Component Wise Evaluation#

To do more in-depth evaluation of your pipeline, it helps to break it down into an evaluation of individual components.

For instance, a particular failure case may be due to a combination of not retrieving the right documents and also the LLM misunderstanding the context and hallucinating an incorrect result. Being able to isolate and deal with these issues separately can help reduce complexity and guide you in a step-by-step manner to a more satisfactory overall result.

Utilizing public benchmarks#

When doing initial model selection, it helps to look at how well the model is performing on a standardized, diverse set of domains or tasks.

A useful benchmark for embeddings is the MTEB Leaderboard.

Evaluating Retrieval#

BEIR dataset#

BEIR is useful for benchmarking if a particular retrieval model generalize well to niche domains in a zero-shot setting.

Since most publically-available embedding and retrieval models are already benchmarked against BEIR (e.g. through the MTEB benchmark), utilizing BEIR is more helpful when you have a unique model that you want to evaluate.

For instance, after fine-tuning an embedding model on your dataset, it may be helpful to view whether and by how much its performance degrades on a diverse set of domains. This can be an indication of how much data drift may affect your retrieval accuracy, such as if you add documents to your RAG system outside of your fine-tuning training distribution.

Here is a notebook showing how the BEIR dataset can be used with your retrieval pipeline.

BEIR Out of Domain Benchmark

We will be adding more methods to evaluate retrieval soon. This includes evaluating retrieval on your own dataset.

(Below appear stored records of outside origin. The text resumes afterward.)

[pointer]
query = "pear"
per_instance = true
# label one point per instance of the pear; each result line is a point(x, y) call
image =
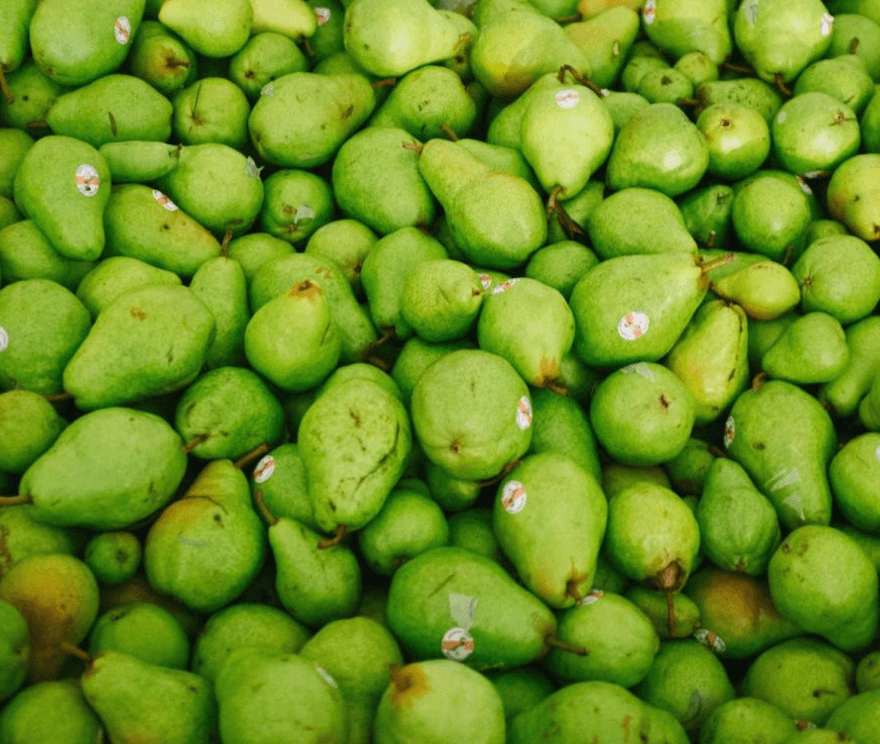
point(58, 597)
point(214, 29)
point(127, 355)
point(479, 616)
point(438, 700)
point(391, 38)
point(362, 657)
point(207, 547)
point(819, 565)
point(76, 43)
point(134, 698)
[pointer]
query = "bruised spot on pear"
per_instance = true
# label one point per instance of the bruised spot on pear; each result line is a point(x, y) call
point(407, 684)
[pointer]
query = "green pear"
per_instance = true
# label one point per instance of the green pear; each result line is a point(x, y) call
point(143, 630)
point(50, 711)
point(127, 356)
point(77, 42)
point(301, 119)
point(58, 598)
point(208, 546)
point(266, 694)
point(438, 700)
point(638, 220)
point(822, 580)
point(619, 637)
point(244, 624)
point(94, 115)
point(739, 529)
point(479, 616)
point(133, 697)
point(214, 29)
point(376, 180)
point(58, 186)
point(804, 677)
point(265, 57)
point(471, 413)
point(362, 657)
point(787, 463)
point(30, 426)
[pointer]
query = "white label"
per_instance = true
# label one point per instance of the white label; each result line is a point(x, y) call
point(826, 24)
point(87, 180)
point(639, 368)
point(164, 201)
point(457, 644)
point(524, 413)
point(264, 469)
point(503, 287)
point(594, 596)
point(729, 431)
point(567, 98)
point(122, 30)
point(513, 497)
point(710, 640)
point(633, 325)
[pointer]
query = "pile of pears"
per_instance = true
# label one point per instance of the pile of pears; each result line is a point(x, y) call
point(439, 372)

Evaluating the Query Engine Components (e.g. Without Retrieval)#

In this case, we may want to evaluate how specific components of a query engine (one which may generate sub-questions or follow-up questions) may perform on a standard benchmark. It can help give an indication of how far behind or ahead your retrieval pipeline is compared to alternate pipelines or models.

HotpotQA Dataset#

The HotpotQA dataset is useful for evaluating queries that require multiple retrieval steps.

Example:

HotpotQADistractor Demo

Limitations:

HotpotQA is evaluated on a Wikipedia corpus. LLMs, especially GPT4, tend to have memorized information from Wikipedia relatively well. Hence, the benchmark is not particularly good for evaluating retrieval + rerank systems with knowledgeable models like GPT4.